People are afraid to critique this paradigm [of “white privilege” and systemic racism] because it’s so ideologically popular. Privately, some people have told me that [by challenging it,] I’m, quote, “suicidal.” […] I’ll be frank with you — I’ve been submitting to the American Sociological Review on Asian Americans for the past 25 years and apparently there’s no data good enough to convince the reviewers that Asian Americans have reached parity with respect to white people. Every single one gets rejected. What happens is, when the paper doesn’t conform to the conventional wisdom [of “white privilege”], the methodological standards are raised. But if you argue that there is discrimination, then the methodological standards are relaxed

Mark McGreal and Richard Sander on what happens when you question the effectiveness of “affirmative action”: 

“Michael Schill (the former dean of the UCLA Law School) told me privately that he thought it was a breakthrough study,” Sander said. But after it was published, Sander said that Schill sent an email to the student body suggesting “there are those of us who seriously question the credibility of this research.” Sander cited additional examples in which editors of peer-reviewed journals, including one at the University of Pennsylvania, told him privately they would publish his study, then later had to back out due to their financial backers’ dislike of the content of the study’s findings.

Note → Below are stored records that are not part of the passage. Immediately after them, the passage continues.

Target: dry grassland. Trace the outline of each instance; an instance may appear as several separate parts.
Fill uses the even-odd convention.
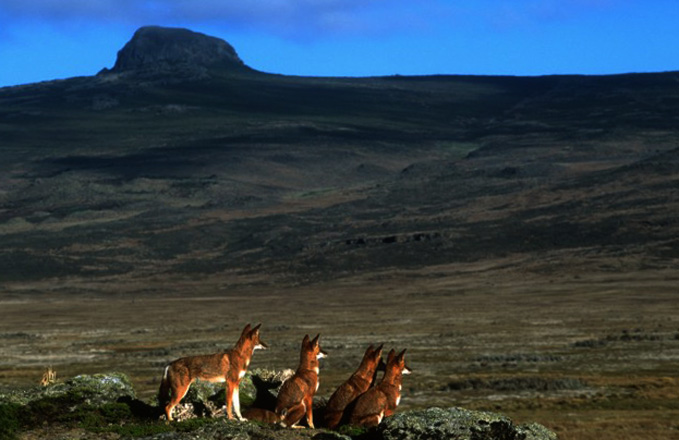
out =
[[[295,368],[304,334],[321,333],[330,356],[320,397],[367,345],[384,343],[407,348],[414,370],[403,410],[488,409],[565,440],[679,437],[676,273],[547,279],[503,264],[299,287],[218,277],[10,285],[0,300],[0,384],[35,384],[48,365],[60,378],[122,371],[152,398],[166,362],[229,347],[245,323],[262,322],[271,349],[251,368]]]

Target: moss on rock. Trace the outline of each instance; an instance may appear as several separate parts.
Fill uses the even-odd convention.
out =
[[[0,394],[0,402],[30,405],[41,400],[101,406],[120,398],[135,399],[132,382],[123,373],[80,375],[47,387],[32,387]]]
[[[556,440],[556,434],[541,425],[516,426],[503,415],[463,408],[397,414],[385,419],[372,434],[383,440]]]
[[[63,384],[48,387],[45,396],[65,396],[93,406],[115,403],[121,398],[136,399],[132,382],[123,373],[76,376]]]
[[[256,373],[244,378],[241,402],[272,397],[282,378],[262,379]],[[145,440],[220,438],[239,440],[556,440],[556,434],[538,424],[515,425],[507,417],[462,408],[429,408],[397,414],[372,429],[343,427],[340,432],[323,429],[286,429],[277,425],[226,420],[223,412],[211,410],[202,417],[199,408],[224,403],[222,384],[198,382],[187,398],[186,416],[181,422],[165,424],[160,410],[135,399],[130,380],[124,374],[77,376],[61,384],[0,395],[0,438],[14,439],[21,430],[38,430],[50,437],[52,429],[78,430],[78,438],[98,439],[102,435]],[[265,398],[262,397],[265,394]],[[219,418],[211,418],[221,413]]]

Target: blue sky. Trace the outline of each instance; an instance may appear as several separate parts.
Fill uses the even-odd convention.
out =
[[[679,70],[676,0],[0,0],[0,86],[93,75],[143,25],[313,76]]]

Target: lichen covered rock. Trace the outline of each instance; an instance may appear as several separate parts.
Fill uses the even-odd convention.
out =
[[[241,383],[241,399],[266,406],[284,374],[253,371]],[[184,399],[182,421],[165,424],[161,408],[135,399],[127,376],[121,373],[81,375],[48,387],[0,393],[0,438],[18,438],[21,431],[35,438],[56,438],[59,429],[76,429],[69,438],[188,440],[202,438],[239,440],[556,440],[556,434],[538,424],[515,425],[491,412],[463,408],[430,408],[388,417],[376,428],[344,427],[287,429],[279,425],[225,420],[222,384],[198,382]],[[268,402],[268,403],[267,403]],[[175,414],[177,416],[177,414]],[[56,430],[56,431],[55,431]],[[75,431],[74,431],[75,433]]]
[[[539,423],[521,425],[517,428],[517,431],[526,434],[526,440],[556,440],[556,433],[550,431]]]
[[[132,382],[123,373],[80,375],[66,382],[0,394],[0,401],[28,405],[39,400],[59,400],[101,406],[121,398],[135,399]]]
[[[352,440],[351,437],[322,429],[290,429],[278,425],[219,421],[206,423],[190,432],[175,431],[139,437],[138,440]]]
[[[507,417],[463,408],[429,408],[397,414],[375,430],[383,440],[556,440],[556,434],[538,425],[516,426]]]
[[[46,395],[60,393],[79,396],[83,403],[95,406],[117,402],[123,397],[136,398],[132,382],[123,373],[83,374],[48,388]]]

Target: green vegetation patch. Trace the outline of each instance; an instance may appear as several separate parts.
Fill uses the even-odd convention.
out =
[[[21,428],[21,405],[16,403],[0,404],[0,438],[13,440]]]

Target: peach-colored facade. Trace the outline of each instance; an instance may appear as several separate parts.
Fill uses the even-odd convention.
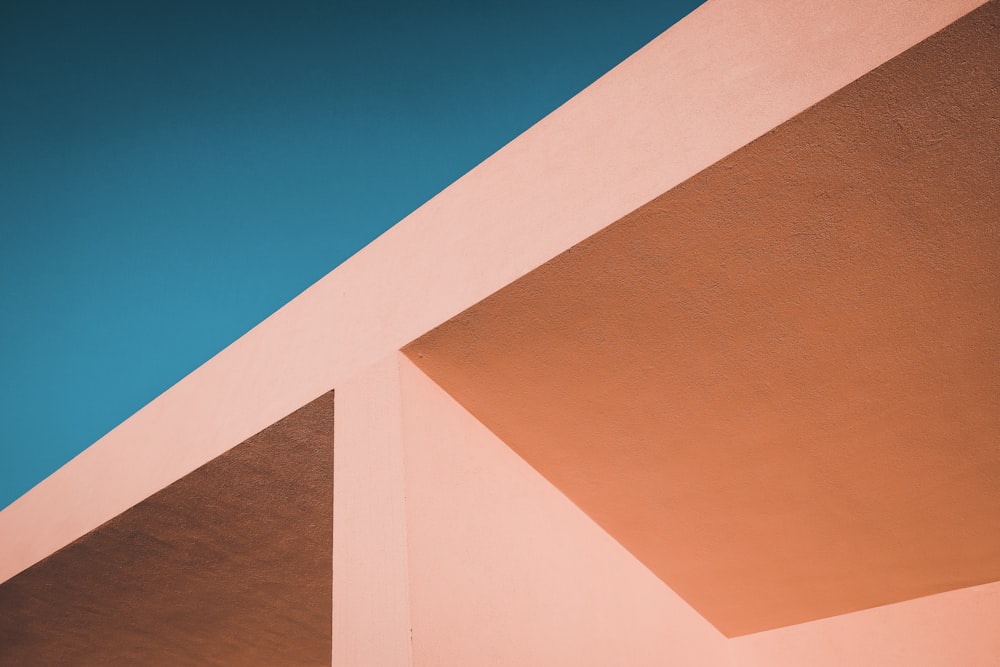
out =
[[[992,21],[404,352],[727,636],[1000,579]]]
[[[406,359],[400,379],[414,664],[727,664],[718,630]]]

And Ed Driscoll quotes Mark Lilla’s book The Once and Future Liberal: After Identity Politics

As a teacher, I am increasingly struck by a difference between my conservative and progressive students. Contrary to the stereotype, the conservatives are far more likely to connect their engagements to a set of political ideas and principles. Young people on the left are much more inclined to say that they are engaged in politics as an X, concerned about other Xs and those issues touching on X-ness. And they are less and less comfortable with debate. Over the past decade a new, and very revealing, locution has drifted from our universities into the media mainstream: Speaking as an X…This is not an anodyne phrase. It sets up a wall against any questions that come from a non-X perspective. Classroom conversations that once might have begun, I think A, and here is my argument, now take the form, Speaking as an X, I am offended that you claim B. What replaces argument, then, are taboos against unfamiliar ideas and contrary opinions.

What we’re seeing is an attempt to obscure an underlying vanity and pompousness - essentially, “How dare you question my unimpressive ideas?” Which, stated plainly, would invite derision. Instead, however, the phrasing is, “How dare you question my cartoonish identity, my pretence of victimhood, my vast, unknowable brownness?” A framing that is so emotionally theatrical and personalised, and often so baffling, as to discourage further challenge, even though the dynamic, and the intent, is basically the same.